The problem for me was that client.auth.setSession returns a Promise! I was just missing an await

const supabaseUserClient = createClient(supabaseUrl, supabasePublicKey, {
  auth: {
    autoRefreshToken: false,
    persistSession: false,
  },
});

// you have to `await` this promise for the session to actually be set!
await supabaseUserClient.auth.setSession({
  access_token: accessToken,
  refresh_token: refreshToken,
});

return supabaseUserClient;

No problem @soedirgo. What I said is only true if you don’t pass an access token into getUser. Because in that case, it calls getSession; which is where things really breakdown.

Gary opened an issue about it https://github.com/supabase/gotrue-js/issues/539

There are also issues with using setSession on the server side without setting persistSession to false. Not because of that method’s direct code, but because it calls _saveSession and it’s code causes issues.

I’m having that issue using supabase with expo. When I set persistSession: false authentication works but I definitely want to persist my session. Any idea if there is another way to fix?

I was getting this error because I have an Express backend and want to attach the user object in Express middleware. I am passing the accessToken / refreshToken via the serverSideRendering docs.

In the middlware, I was calling

const supabase = createClient<Database>(
      SUPABASE_URL ?? "",
      SUPABASE_ANON_KEY ?? "",
    );
supabase.auth.setSession(/*tokens*/)
// ...
supabse.auth.getUser() // returned the invalid claim error

Adding this flag (as referenced above) seems to have fixed it:

      // Without this flag, we get "invalid subclaim" error on supabase.auth.getUser
const supabase = createClient<Database>(
      SUPABASE_URL ?? "",
      SUPABASE_ANON_KEY ?? "",
      {
        auth: {
          persistSession: false,
        },
      }
    );

I am having the same issue. But I am not in NextJS-land.

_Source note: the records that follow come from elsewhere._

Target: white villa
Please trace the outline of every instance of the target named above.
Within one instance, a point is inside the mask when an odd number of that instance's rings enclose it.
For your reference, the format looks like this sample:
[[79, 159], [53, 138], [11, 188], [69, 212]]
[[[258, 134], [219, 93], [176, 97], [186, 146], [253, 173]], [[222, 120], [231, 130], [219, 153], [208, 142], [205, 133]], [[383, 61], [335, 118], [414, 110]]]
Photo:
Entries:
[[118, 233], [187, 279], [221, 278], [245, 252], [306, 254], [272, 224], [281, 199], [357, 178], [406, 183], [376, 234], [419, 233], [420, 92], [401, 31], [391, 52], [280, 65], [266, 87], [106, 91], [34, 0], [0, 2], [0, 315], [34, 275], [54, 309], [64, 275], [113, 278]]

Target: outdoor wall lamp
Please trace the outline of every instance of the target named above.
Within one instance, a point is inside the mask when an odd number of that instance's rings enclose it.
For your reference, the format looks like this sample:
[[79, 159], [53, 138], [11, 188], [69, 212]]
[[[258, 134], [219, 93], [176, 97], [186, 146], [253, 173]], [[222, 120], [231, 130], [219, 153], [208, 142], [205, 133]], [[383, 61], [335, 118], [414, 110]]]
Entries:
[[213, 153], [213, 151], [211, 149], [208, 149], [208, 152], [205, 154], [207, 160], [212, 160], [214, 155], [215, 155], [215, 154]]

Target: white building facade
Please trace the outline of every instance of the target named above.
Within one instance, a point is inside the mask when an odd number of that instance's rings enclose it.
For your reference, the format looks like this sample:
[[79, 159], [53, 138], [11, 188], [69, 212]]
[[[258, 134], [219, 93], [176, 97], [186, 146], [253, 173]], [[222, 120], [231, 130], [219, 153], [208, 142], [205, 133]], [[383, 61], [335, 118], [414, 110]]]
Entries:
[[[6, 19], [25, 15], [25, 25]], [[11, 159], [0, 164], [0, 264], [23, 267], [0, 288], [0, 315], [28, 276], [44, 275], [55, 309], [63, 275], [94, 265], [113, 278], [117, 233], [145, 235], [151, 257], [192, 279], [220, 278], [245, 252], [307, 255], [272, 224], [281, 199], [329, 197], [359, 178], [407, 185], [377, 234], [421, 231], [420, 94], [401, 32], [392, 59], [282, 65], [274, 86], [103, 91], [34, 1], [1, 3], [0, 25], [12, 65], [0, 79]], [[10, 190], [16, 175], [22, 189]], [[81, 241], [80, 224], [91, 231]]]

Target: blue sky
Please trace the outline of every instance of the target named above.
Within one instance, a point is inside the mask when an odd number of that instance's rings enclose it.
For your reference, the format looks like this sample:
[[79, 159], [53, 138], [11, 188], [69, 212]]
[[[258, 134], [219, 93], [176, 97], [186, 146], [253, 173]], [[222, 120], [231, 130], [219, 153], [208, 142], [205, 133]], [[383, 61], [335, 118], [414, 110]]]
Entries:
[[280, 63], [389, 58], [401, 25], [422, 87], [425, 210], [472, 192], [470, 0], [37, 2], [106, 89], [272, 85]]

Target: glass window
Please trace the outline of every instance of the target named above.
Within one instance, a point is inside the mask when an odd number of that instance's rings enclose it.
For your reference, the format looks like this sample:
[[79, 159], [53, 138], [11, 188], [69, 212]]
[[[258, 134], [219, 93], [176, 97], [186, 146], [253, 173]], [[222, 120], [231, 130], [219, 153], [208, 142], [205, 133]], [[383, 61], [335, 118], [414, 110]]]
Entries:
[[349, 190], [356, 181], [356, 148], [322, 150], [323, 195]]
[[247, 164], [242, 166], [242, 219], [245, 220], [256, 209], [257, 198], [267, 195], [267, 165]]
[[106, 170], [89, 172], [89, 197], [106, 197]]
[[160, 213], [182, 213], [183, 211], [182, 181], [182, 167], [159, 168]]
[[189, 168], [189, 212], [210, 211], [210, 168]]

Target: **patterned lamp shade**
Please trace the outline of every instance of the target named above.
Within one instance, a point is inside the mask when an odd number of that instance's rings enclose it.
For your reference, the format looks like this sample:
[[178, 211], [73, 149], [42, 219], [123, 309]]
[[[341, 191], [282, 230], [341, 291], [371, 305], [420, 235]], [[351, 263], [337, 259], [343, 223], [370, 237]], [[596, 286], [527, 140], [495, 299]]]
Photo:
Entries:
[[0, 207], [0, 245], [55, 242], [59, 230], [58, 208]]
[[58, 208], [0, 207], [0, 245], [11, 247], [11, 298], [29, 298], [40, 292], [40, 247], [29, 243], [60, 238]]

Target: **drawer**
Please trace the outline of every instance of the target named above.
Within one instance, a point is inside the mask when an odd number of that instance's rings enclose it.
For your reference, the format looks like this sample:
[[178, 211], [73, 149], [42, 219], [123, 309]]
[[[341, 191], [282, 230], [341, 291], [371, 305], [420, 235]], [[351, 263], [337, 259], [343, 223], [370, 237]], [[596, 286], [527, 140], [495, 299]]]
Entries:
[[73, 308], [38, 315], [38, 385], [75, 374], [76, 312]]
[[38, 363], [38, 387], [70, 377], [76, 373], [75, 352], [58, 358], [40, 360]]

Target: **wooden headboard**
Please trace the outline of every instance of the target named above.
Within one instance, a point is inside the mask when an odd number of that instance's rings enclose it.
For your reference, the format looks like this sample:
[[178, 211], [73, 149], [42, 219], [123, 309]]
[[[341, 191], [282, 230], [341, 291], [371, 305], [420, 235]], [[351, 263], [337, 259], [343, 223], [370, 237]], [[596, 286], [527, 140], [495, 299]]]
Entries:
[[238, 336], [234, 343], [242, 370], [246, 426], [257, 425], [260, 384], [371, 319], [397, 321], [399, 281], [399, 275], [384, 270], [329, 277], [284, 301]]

I am working on a server-side Solid Start solution, using cookies. Having said that the reproducing sample is just about identical.

The only difference is that I am getting the access_token and refresh_token from a cookie.

The weird thing is that the setSession call completes fine (I am passing an object with the access and header tokens). It even returns the session-data and the error property is indeed null.

The error comes from the getUser() call. And it is exactly the same as described in this issue.

A few days ago when I started working on the code, it was working too (AFAICT). I first then started to see this a few times and now it is there every time.

Is it necessary to even call getUser? The samples all show the setSession call without using the returned data, which includes the user. Can’t I just use the user returned?

In this app I am not exposing the supabase-client at all in the browser. All the code is run server-side. I am creating a secure cookie that contains the access and refresh tokens (encrypted). So, every request from the client to the server will pass that cookie and I will then be able to authenticate the user (via setSession).

Should I then update the refresh-token in my cookie after the call, if it has changed? As I believe that it may have been rotated - and I guess it should not be reused.